32℉ and raining at 5:00 am
Thursday, October 27, 2016
It was raining hard with a mix of ice. We read for a while, but by 11:00 I was stir-crazy, so we drove to the Boulder Field in the park. I’ve never seen anything like it. It looks like a lake when you drive up, but it’s a huge lake of boulders. It looks like the end of where the glaciers pushed rocks, but they say the glacier ended a mile to the north. The theory is it was a huge rock that through freezing and thawing for thousands of years, it broke up into these boulders. There was plenty of water when the glaciers melted and that smoothed them. OK.
Then we drove to the town of Jim Thorpe. A small park greeted us with two statues of the great Jim Thorpe. He was an indian of the Sac and Fox nation in Oklahoma. His given name being Wa-Tho-Huk, which means bright path and it sure was a bright path. He was christened Jacobus Franciscus Thorpe. His father was a great athlete, beating all challengers in running, jumping and throwing in the Indian Nation. Jim was sent to the Carlisle Indian School in Pennsylvania.
Quoting from Jim Thorpe on biography.com:
“Growing up, he never liked being inside. He learned to hunt and trap at an early age, developing his legendary endurance via extensive excursions through Indian territory. His aversion to the classroom was exacerbated by the early deaths of his twin brother and both parents, and his stints in the Haskell Institute in Kansas, the local Garden Grove school and the Carlisle Indian Indistrial School were marked by long bouts of truancy.
As a student at Carlisle in the spring of 1907, Thorpe joined a track-and-field practice session on campus. Clad in his work clothes, he launched himself over a 5’9” high bar to break the school record, catching the attention of coach Pop Warner. Thorpe soon became the star of the track program, and with his athletic skills he also enjoyed success in baseball, hockey, lacrosse and even ballroom dancing.
However, it was football that propelled Thorpe to national renown. Starting at halfback, place kicker, punter and defender, Thorpe led his team to a surprise victory over top-ranked Harvard in November 1911, and fueled a blowout of West Point a year later. Carlisle went a combined 23-2-1 over the 1911-12 seasons, with Thorpe garnering All-American honors both times.

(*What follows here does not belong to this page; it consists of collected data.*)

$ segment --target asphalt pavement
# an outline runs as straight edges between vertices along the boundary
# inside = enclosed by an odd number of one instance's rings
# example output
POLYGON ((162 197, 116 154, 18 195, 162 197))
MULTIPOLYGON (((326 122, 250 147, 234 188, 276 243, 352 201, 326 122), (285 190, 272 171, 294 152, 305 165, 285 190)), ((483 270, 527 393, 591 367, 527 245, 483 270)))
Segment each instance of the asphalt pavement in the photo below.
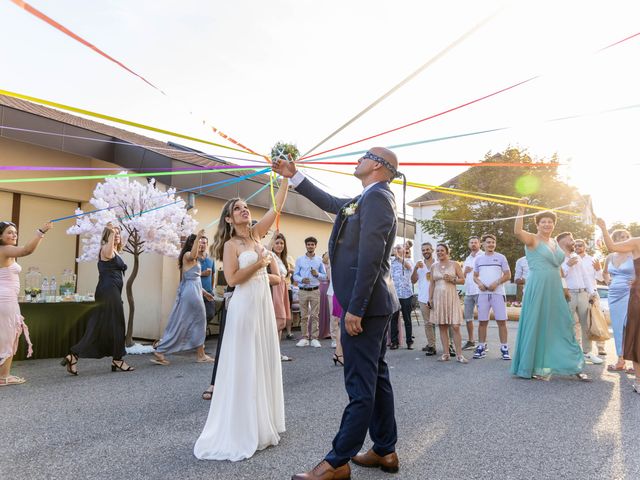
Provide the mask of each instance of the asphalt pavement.
MULTIPOLYGON (((516 330, 510 323, 511 339, 516 330)), ((591 383, 516 379, 499 358, 494 325, 487 358, 468 365, 426 357, 422 326, 414 332, 416 350, 387 354, 400 473, 353 466, 353 479, 640 478, 640 395, 631 377, 589 365, 591 383)), ((55 359, 16 362, 13 373, 28 382, 0 388, 0 478, 289 479, 323 458, 347 402, 342 369, 330 341, 322 343, 283 341, 294 357, 282 365, 287 431, 280 445, 236 463, 193 456, 212 367, 191 352, 172 355, 167 367, 128 356, 131 373, 112 373, 109 359, 81 359, 78 377, 55 359)), ((215 339, 207 345, 213 353, 215 339)), ((614 361, 612 341, 607 348, 614 361)))

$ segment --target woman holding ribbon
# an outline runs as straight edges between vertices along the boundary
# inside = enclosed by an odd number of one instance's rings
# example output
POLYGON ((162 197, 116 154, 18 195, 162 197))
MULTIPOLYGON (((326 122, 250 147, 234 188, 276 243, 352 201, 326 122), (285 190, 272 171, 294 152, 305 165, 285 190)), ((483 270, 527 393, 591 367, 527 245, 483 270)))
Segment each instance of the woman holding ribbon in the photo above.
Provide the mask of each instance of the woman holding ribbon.
POLYGON ((212 363, 213 358, 204 351, 207 336, 207 313, 203 297, 213 301, 213 295, 202 288, 198 250, 204 230, 191 234, 178 255, 180 285, 176 301, 169 314, 169 322, 162 338, 155 344, 151 361, 157 365, 169 365, 166 354, 196 349, 196 362, 212 363))
POLYGON ((16 225, 12 222, 0 222, 0 387, 26 382, 22 377, 11 375, 11 362, 18 351, 20 335, 24 335, 27 341, 27 356, 30 357, 33 353, 29 329, 20 315, 18 304, 22 268, 16 259, 35 252, 51 226, 51 223, 45 223, 29 243, 18 247, 16 225))
POLYGON ((287 188, 285 178, 273 208, 254 226, 239 198, 229 200, 220 215, 213 249, 235 290, 209 416, 193 449, 201 460, 249 458, 277 445, 285 431, 280 343, 266 267, 279 269, 260 239, 282 210, 287 188))
MULTIPOLYGON (((520 200, 521 204, 528 198, 520 200)), ((556 226, 553 212, 535 216, 537 233, 524 230, 524 206, 520 206, 513 233, 524 243, 529 264, 527 289, 518 322, 516 352, 511 373, 522 378, 548 380, 552 374, 575 375, 589 381, 582 372, 584 356, 576 341, 573 314, 563 294, 560 265, 565 254, 551 237, 556 226)))

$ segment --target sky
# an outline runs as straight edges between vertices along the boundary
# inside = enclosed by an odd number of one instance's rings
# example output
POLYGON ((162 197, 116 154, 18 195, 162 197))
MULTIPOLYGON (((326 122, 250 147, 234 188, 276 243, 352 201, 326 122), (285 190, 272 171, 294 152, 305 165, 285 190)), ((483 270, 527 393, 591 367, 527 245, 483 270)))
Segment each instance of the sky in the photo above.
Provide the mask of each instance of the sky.
MULTIPOLYGON (((208 128, 214 125, 261 153, 277 141, 296 143, 306 152, 488 18, 315 152, 538 76, 484 101, 335 153, 507 127, 394 151, 409 181, 431 185, 464 169, 416 167, 411 162, 474 162, 509 146, 536 158, 557 153, 565 164, 562 174, 592 196, 598 215, 609 223, 640 220, 637 202, 628 200, 634 198, 640 173, 640 36, 599 51, 640 32, 636 1, 29 3, 167 95, 9 0, 0 0, 0 89, 225 143, 208 128), (607 112, 615 109, 620 110, 607 112), (572 115, 580 117, 550 121, 572 115)), ((229 155, 221 148, 178 142, 229 155)), ((352 172, 354 167, 324 168, 352 172)), ((361 189, 347 175, 309 173, 337 195, 361 189)), ((487 169, 487 174, 499 171, 487 169)), ((399 195, 399 187, 394 189, 399 195)), ((407 200, 423 193, 409 188, 407 200)))

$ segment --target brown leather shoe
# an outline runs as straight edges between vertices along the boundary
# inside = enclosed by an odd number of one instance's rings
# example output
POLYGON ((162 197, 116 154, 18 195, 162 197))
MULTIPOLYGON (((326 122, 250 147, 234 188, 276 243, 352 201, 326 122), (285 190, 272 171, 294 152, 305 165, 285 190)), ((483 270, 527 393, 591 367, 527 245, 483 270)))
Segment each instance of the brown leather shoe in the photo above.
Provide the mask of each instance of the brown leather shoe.
POLYGON ((298 473, 291 480, 350 480, 351 468, 348 463, 333 468, 326 460, 321 461, 313 470, 298 473))
POLYGON ((400 470, 400 461, 396 452, 381 457, 373 450, 369 449, 367 453, 359 453, 351 459, 356 465, 367 468, 380 468, 383 472, 396 473, 400 470))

Named to the U.S. Olympic Games in Stockholm, Sweden, Thorpe burst out of the gate by winning four of five events to claim the gold medal in the pentathlon. A week later he overwhelmed the field in the decathlon, winning the high jump, the 110-meter hurdles and the 1,500 meters despite competing in a pair of mismatched shoes. Finishing the three-day event with a total of 8,412 points (of a possible 10,000), a mark that bested the runner-up by nearly 700 points, Thrope was proclaimed by Sweden’s King Gustaf V to be the greatest athlete in the world. (from Jim Thorpe Park: he was awed and humbled by the ceremony and replied, “Thanks King”)
Thorpe was honored with a ticker-tape parade in New York City as part of his hero’s welcome home. However, a newspaper report the following January revealed the Olympic champion had been paid to play minor league baseball in 1909 and 1910. Despite his handwritten plea to the Amateur Athletic Union, Thorpe was stripped of his amateur eligibility and forced to return his gold medals, his historic performance stricken from the Olympic record books.”
I can’t remember what the sign in the park said, but I think he made $2 a game. In his plea, he said he didn’t care about the money and had no idea of the ramifications. He just wanted to play sports. I won’t write it all here, but biography.com has an excellent write-up, and you can read a bit of his incredible athletic and personal traits from the pictures. It’s a wonderful story.